MIAMI – To Greg Brenneman, Burger King Corp. is a great place to work. The fast-food chain is losing customers to its rivals, its franchisees are restless and the company has had 10 CEOs in 15 years.
Struggling companies don’t faze Brenneman, the latest chief executive at the nation’s second-largest fast-food chain. He’s already got a turnaround at Continental Airlines Inc. on his resume. “The reason I really took the job was it’s a great global brand and a very resilient global brand. … There’s a lot of potential here,” Brenneman said.
Brenneman, who started in his job Aug. 1, has not yet announced his plan for remaking Burger King, although he has made some management changes. But he has set a goal: “It’s all about having a product that people … want to eat.”

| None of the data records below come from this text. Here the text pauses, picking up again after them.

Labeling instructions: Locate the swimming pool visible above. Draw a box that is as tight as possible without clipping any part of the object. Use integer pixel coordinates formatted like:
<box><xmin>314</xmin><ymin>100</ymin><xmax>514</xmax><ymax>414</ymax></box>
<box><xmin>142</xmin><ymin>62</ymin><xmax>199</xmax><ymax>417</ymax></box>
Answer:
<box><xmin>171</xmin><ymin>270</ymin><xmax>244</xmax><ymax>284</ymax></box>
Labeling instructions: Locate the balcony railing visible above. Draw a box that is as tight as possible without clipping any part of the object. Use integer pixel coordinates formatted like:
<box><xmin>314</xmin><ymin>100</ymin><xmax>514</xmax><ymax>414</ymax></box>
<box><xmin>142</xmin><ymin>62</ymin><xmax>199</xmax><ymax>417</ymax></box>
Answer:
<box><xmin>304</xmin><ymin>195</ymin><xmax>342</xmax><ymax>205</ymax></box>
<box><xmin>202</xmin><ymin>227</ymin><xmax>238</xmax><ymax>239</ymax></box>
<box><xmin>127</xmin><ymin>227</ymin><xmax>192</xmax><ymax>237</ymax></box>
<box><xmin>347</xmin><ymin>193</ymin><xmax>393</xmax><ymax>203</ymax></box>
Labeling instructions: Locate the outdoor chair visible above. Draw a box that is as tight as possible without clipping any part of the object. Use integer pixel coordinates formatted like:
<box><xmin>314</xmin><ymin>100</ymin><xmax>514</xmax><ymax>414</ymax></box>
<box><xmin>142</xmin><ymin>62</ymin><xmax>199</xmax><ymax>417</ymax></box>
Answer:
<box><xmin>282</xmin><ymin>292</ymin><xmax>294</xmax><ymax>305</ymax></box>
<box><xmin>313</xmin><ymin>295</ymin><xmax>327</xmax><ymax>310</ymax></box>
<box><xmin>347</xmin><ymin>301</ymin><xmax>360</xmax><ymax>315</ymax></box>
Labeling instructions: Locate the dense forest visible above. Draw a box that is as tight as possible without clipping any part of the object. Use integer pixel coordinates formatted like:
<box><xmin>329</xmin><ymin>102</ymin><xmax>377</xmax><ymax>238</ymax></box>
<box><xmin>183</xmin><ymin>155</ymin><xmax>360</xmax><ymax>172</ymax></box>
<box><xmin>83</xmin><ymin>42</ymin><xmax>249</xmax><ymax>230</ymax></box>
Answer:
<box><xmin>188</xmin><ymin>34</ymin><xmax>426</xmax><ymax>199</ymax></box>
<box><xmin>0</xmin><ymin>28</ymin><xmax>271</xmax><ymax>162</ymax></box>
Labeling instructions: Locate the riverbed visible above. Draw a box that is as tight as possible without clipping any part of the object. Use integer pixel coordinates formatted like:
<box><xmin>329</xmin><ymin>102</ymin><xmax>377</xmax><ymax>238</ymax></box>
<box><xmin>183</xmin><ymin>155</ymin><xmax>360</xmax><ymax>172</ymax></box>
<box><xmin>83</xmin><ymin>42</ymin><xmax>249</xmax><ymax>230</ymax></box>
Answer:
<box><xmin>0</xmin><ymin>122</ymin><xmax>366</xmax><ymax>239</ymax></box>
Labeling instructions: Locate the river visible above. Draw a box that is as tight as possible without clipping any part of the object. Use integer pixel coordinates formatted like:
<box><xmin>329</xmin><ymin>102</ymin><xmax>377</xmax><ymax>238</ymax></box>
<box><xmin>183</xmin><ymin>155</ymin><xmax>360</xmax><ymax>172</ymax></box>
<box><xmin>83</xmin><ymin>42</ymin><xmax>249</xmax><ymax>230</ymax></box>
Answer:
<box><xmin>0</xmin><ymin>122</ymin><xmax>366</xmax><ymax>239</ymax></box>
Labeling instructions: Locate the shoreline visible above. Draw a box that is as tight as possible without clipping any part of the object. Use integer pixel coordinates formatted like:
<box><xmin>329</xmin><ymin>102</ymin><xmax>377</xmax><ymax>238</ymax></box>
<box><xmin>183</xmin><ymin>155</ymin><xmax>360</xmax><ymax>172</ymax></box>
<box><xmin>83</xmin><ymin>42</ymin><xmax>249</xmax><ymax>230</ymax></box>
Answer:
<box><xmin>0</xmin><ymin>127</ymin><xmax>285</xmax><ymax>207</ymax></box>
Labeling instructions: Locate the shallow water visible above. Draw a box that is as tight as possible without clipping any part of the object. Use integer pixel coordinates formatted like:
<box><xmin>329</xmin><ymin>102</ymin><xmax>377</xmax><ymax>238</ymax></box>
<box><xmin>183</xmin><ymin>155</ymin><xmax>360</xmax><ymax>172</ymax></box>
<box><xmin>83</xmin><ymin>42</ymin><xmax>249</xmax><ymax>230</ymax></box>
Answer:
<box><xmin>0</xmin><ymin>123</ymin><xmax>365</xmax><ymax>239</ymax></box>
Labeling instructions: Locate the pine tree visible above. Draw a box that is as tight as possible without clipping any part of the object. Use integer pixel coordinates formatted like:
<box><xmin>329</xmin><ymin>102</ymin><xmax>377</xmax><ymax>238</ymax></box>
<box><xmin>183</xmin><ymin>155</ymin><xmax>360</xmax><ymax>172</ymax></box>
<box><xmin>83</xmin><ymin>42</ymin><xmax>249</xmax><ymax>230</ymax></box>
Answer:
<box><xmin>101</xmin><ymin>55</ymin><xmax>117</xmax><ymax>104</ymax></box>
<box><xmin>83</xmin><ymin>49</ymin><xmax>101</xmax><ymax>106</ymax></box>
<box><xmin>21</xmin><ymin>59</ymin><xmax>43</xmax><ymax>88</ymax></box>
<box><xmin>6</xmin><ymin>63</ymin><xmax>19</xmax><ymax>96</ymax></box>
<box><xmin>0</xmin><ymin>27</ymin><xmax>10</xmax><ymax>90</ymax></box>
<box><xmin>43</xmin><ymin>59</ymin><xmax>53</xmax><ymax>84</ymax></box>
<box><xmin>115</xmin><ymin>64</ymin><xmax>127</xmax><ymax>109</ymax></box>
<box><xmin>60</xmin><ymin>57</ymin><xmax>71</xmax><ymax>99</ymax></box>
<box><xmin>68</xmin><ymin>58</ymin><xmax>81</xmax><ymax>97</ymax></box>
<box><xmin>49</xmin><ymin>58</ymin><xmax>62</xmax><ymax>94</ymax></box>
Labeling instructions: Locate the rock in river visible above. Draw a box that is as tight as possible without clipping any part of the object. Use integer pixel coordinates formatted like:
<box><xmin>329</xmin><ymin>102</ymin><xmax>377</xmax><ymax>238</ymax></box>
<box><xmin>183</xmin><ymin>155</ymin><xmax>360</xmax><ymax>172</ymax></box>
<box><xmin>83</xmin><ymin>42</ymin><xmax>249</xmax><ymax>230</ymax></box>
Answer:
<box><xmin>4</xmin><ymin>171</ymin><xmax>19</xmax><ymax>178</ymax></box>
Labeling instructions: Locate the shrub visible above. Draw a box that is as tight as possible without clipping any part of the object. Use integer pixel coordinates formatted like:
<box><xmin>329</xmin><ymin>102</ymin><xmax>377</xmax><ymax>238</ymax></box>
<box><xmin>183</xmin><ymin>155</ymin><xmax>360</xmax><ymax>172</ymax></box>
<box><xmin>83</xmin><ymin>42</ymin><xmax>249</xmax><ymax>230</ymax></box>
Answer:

Just before Brenneman arrived, the privately held company was starting to show signs of improvement. It said its U.S. same-store sales, those at restaurants open at least a year, were up 12.9 percent in July, the sixth straight month of gains. Its largest franchisee, Carrols Corp., said same-store sales at its 352 Burger Kings rose 4.2 percent in the second quarter, largely due to new products.
But the chain, with more than 11,200 restaurants worldwide, still has much ground to regain because domestic same-store sales fell for nearly two years before reversing in February.